If I try on a Windows 10 Pro client, accessing the VHDX file over network, the error is:
Couldn’t Mount File
You don't have permission to mount the file.
But if I copy the file to a local disk (on the win10 PC), it works.
It also works with older backups from a Windows 8.1 PC. They work in all scenarios (local access or over network).
Any idea what is going on?
To recap:
- the VHDX files from a Windows 10 backup can not be mounted in any case
- other VHDX files (mostly from Windows 8.1 backups) can be mounted in all cases
edit:
Partial solution:
Copying the nonworking VHDX file to a local HDD/SSD makes it mountable:
- double click it
- DONE (it assigns a drive letter and shows it in an Explorer window)
- except if its drive letter overlaps with currently used drive letters, which happens if it is a system drive backup that want to use the C: drive letter; in that case an error pops up:
Couldn’t Mount File
The disk image isn't initialized, contains partitions that aren't recognizable, or contains volumes that haven't been assigned drive letters. Please use the Disk Management snap-in to make sure that the disk, partitions, and volumes are in a usable state.
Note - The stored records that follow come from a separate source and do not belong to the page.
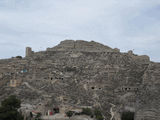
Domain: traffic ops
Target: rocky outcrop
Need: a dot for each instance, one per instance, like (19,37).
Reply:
(81,73)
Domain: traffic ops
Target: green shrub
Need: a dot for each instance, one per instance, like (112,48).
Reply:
(69,113)
(87,111)
(9,109)
(98,114)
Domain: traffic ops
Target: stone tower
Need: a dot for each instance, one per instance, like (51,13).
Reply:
(29,51)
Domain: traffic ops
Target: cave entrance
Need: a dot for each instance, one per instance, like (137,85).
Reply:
(127,116)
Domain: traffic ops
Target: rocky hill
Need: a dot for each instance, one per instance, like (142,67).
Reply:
(77,74)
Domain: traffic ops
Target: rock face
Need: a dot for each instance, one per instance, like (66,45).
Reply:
(80,73)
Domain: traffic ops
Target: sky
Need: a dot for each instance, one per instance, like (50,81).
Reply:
(124,24)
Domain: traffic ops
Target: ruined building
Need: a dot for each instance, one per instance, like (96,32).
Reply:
(81,73)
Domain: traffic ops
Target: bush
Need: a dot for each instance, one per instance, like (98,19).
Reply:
(69,113)
(98,114)
(9,109)
(87,111)
(20,57)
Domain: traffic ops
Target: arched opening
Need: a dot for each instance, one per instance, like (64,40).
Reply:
(127,115)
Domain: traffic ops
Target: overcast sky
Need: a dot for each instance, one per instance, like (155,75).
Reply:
(125,24)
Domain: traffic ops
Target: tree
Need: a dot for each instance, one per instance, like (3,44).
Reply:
(9,109)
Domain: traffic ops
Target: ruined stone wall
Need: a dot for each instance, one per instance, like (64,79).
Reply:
(80,73)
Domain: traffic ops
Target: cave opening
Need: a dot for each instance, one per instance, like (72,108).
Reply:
(127,115)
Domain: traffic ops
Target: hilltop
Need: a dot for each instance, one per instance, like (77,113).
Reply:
(78,74)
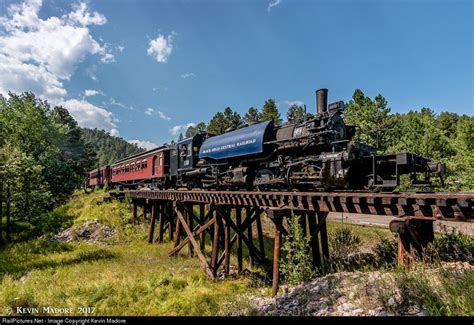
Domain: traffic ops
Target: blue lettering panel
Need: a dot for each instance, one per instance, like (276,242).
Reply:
(241,142)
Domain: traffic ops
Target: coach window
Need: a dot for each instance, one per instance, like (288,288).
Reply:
(153,165)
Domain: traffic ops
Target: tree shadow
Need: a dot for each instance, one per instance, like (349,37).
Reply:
(16,267)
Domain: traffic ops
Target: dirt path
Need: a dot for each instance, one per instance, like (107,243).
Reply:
(383,221)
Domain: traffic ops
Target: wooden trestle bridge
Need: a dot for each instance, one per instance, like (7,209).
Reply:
(188,216)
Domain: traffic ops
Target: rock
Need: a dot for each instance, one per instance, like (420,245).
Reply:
(391,302)
(91,230)
(347,306)
(357,312)
(413,310)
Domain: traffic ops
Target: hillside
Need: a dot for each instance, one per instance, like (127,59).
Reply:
(100,259)
(108,147)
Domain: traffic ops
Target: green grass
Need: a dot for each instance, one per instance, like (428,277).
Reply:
(126,276)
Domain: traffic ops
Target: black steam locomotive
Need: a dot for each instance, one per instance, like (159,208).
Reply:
(316,154)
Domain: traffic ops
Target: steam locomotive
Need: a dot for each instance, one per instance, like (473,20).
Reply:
(315,154)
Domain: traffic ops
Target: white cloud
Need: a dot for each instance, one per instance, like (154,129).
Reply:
(151,111)
(163,116)
(90,116)
(83,17)
(161,47)
(143,144)
(40,54)
(188,75)
(294,102)
(92,92)
(273,4)
(177,129)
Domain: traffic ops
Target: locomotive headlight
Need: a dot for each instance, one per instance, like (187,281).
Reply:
(336,106)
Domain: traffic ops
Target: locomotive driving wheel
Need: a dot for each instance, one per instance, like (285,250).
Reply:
(369,183)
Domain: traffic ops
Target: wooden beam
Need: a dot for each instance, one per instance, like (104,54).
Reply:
(134,212)
(189,221)
(314,239)
(260,232)
(276,255)
(197,231)
(144,211)
(161,217)
(202,237)
(253,250)
(215,243)
(177,233)
(250,235)
(238,217)
(322,216)
(200,255)
(227,248)
(170,213)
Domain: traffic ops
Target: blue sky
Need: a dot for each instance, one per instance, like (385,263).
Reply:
(153,67)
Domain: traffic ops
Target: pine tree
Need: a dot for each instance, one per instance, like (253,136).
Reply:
(270,112)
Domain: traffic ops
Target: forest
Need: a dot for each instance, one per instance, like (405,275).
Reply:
(44,154)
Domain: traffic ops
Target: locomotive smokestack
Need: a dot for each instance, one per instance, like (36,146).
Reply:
(322,100)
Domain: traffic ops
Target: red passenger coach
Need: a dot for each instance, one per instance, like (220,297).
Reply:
(150,168)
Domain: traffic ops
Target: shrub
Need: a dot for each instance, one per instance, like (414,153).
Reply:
(386,251)
(344,241)
(452,245)
(296,265)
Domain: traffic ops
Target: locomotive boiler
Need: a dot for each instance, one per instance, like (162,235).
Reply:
(316,153)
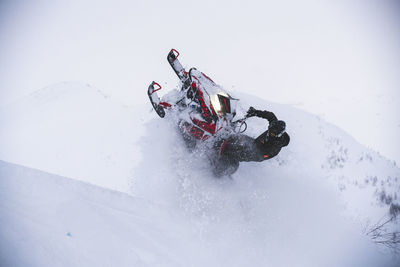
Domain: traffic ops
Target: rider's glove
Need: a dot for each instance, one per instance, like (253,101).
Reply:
(251,112)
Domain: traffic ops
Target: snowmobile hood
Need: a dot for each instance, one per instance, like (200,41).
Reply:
(218,100)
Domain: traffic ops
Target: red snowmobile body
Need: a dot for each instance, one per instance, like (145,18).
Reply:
(204,107)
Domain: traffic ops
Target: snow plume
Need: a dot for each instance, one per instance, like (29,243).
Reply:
(316,204)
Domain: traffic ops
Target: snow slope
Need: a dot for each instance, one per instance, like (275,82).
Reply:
(307,207)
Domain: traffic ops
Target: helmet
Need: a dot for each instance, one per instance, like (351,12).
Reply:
(276,128)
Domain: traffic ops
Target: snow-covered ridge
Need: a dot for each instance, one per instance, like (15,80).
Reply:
(315,196)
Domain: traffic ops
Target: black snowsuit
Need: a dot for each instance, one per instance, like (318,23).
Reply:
(242,147)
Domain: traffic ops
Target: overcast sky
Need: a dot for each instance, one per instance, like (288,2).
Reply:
(337,59)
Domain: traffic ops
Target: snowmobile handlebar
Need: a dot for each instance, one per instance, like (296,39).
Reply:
(240,123)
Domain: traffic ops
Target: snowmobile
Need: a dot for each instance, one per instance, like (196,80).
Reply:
(205,109)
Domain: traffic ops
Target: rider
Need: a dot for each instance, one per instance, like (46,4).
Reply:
(242,147)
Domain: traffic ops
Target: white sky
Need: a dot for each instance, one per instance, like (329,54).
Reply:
(337,59)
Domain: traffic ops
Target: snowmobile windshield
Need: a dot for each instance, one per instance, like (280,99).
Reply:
(218,99)
(221,103)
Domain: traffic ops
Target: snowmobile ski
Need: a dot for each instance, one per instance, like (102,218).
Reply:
(155,100)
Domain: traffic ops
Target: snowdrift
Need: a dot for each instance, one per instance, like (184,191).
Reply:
(309,206)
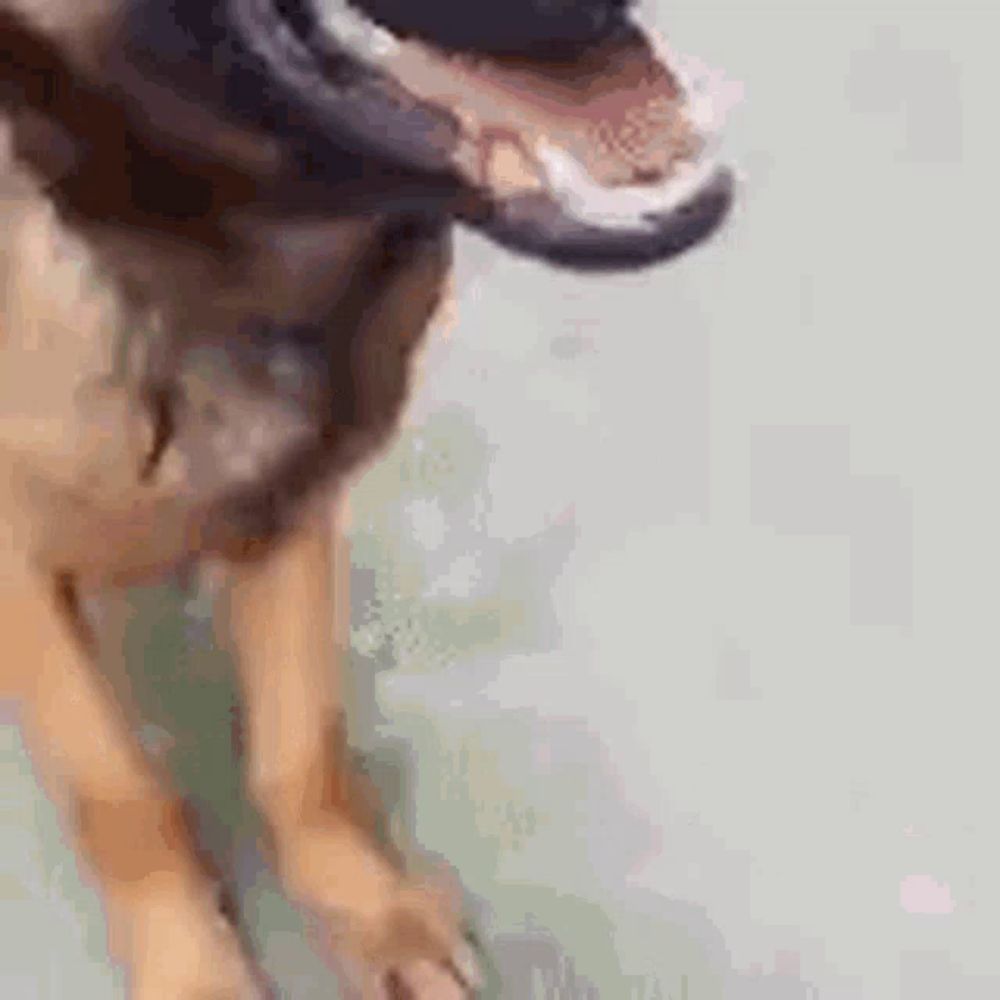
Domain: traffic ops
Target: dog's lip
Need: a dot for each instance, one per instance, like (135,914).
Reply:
(545,200)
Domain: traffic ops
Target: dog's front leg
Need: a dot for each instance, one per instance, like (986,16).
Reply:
(163,919)
(403,938)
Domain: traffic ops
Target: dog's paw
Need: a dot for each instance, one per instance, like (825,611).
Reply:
(412,948)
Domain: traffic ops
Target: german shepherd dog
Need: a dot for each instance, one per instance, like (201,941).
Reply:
(224,228)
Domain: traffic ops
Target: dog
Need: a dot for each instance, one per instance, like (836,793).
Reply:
(226,226)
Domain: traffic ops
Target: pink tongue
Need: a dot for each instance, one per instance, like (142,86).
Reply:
(617,111)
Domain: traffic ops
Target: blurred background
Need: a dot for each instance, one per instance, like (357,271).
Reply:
(675,606)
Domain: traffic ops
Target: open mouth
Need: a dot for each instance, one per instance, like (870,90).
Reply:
(565,130)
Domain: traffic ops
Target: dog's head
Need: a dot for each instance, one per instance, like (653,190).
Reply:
(557,127)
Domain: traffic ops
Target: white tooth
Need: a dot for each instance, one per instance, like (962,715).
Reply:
(621,207)
(359,35)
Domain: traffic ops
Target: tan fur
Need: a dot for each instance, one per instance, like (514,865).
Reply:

- in that case: open Disk Management and assign a (different) drive letter to the mounted VHDX partition(s)
2 Answers
Created System Image using Windows 10 Control Panel - Backup and Restore (Windows 7) - Selected Create System Image...backed up current drive. I went to grab an old file - Disk Manager - attach VHDX volume would attach but not assign a drive letter and options were greyed out.
Solution - A) BEFORE you use Disk Manager, go to the respective drive where the backup is stored and double click on each VHDX file you want to review. Windows will give you an error message Windows error message - Couldn't Mount FileB) THEN go into Disk Manager and you will see your mounted volume and you can right click and Assign a new drive letter.
Not perfect, but it gets the job done and I could not find a simple solution anywhere.
This is the answer, in the error dialog:
On ReFS, virtual hard disk files must not have the integrity bit set.
The files were on ReFS volume and for some reason, the integrity bit was set on the VHDX file that I had the problem with. The other VHDX files did not have it.
The fix:
In PowerShell run:
Get-Item .\foo.vhdx | Set-FileIntegrity -Enable 0To check:
Get-Item .\foo.vhdx | Get-FileIntegrityAfter this, the file can be mounted locally (currently I can not test remote access).
An alternative is to open the VHDX file with a tool like 7-zip (supports VHDX since version 21.06), that does not care about such filesystem flags. It allows browsing, opening or extracting files. Not the same as mounting, but good enough for most use cases.